Teaching Theology for 140 Years - XIX.
Apologetics, or the Defence of the Faith, is a vital subject in any theological curriculum today. Every responsible Christian has a shelf of apologetics works. Unfortunately all too often this vital task is left to mavericks outside the oversight of the Church, and to men with little theological training. No field is more open to abuse by the semi-educated, or by those who substitute philosophy for the Bible.

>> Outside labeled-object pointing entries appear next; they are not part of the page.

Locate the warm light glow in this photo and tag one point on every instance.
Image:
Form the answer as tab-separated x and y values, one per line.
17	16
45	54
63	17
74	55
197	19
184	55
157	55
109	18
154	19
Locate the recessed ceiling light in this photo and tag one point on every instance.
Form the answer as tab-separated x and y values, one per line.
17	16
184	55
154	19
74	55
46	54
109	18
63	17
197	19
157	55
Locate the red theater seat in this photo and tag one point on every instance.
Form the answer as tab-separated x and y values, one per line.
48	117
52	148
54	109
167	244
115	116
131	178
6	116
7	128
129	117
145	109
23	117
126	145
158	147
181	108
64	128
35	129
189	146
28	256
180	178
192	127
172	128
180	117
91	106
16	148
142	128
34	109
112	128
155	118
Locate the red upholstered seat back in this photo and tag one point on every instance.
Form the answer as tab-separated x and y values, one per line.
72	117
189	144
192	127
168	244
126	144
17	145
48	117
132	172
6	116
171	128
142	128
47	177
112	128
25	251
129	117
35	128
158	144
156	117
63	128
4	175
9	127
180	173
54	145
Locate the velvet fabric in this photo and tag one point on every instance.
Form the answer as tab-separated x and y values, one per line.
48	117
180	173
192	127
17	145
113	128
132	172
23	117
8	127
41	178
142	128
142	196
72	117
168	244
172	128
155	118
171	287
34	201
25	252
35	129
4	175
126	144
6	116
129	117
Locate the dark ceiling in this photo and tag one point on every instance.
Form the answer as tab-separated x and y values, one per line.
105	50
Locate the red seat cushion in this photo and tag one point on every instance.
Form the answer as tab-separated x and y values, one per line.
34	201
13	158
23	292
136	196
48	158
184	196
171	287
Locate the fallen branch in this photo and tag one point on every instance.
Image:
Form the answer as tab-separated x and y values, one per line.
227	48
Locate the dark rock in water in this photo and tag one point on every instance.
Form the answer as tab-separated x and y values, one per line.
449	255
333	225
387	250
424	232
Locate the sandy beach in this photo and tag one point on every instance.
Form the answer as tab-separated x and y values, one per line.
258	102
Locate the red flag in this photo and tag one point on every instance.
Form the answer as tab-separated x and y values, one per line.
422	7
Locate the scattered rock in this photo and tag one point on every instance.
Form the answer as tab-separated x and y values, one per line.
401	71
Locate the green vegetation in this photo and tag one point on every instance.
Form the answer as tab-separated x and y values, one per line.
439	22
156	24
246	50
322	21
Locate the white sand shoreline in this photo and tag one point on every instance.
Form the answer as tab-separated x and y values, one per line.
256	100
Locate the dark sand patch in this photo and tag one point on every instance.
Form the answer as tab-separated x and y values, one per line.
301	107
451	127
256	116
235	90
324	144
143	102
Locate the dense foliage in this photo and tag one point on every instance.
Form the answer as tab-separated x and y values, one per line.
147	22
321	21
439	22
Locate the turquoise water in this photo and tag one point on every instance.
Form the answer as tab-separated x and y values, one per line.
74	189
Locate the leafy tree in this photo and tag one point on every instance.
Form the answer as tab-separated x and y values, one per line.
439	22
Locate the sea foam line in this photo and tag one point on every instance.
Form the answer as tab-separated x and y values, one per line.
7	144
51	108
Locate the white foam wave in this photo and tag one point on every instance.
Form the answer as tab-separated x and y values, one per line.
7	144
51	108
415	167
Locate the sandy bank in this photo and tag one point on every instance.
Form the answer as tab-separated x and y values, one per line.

Today we are blessed with a number of excellent Reformed apologists. In the second half of the nineteenth century, things were rather different. For one thing, apologetics in the English-speaking world was entirely dominated by the study of 'evidences' for the Christian faith, for another, the attacks came from German Rationalism in particular, and were dominated by a reductionist version of Christianity, shorn of its miracles, not by radical atheism. The Synod of the United Presbyterian Church faced this situation as they considered the appointment of a Professor of Apologetical Theology. There was only one man in their sights, the Rev. Dr. John Cairns of Berwick-Upon-Tweed (pictured). A brilliant man, Cairns had himself been through the German University System, but was too thoughtful and too grounded in the faith to be led astray by the novelties of German speculation. In May 1867 Dr. Cairns was elected to the post. He was to fill it admirably, the best monument of his labours being his 1880 Cunningham Lectures on the subject of Unbelief in the Eighteenth Century, published by Adam and Charles Black in 1881. In this work he considered unbelief in England and Scotland, France and Germany, analysing the thought of such men as Toland, Hume, Voltaire, Rousseau, Reimarus and Lessing, closing with an overview of nineteenth century unbelief and how it had built on the eighteenth century writers. He closed with a pointed appeal to the students and ministers who heard and read his lectures to maintain the supernatural character of Christianity.
Dr. Cairns strove manfully to vindicate the old Scottish theology, and to show that Christianity is based on a divine revelation, not on human wisdom. The fact that he was the first Cunningham Lecturer not to belong to the Free Church of Scotland shows the regard with which he was viewed beyond the boundaries of his own church.
The United presbyterian Hall functioned well. Its curriculum was equal to that of the schools of the other Scottish Presbyterian Churches, and it had among its faculty some of the best minds in the Scottish Churches. But the United Presbyterian Church Synod, as it considered its position as the third Presbyterian Church in the country, and the only one without a staff of full-time professors, began to think of change once again.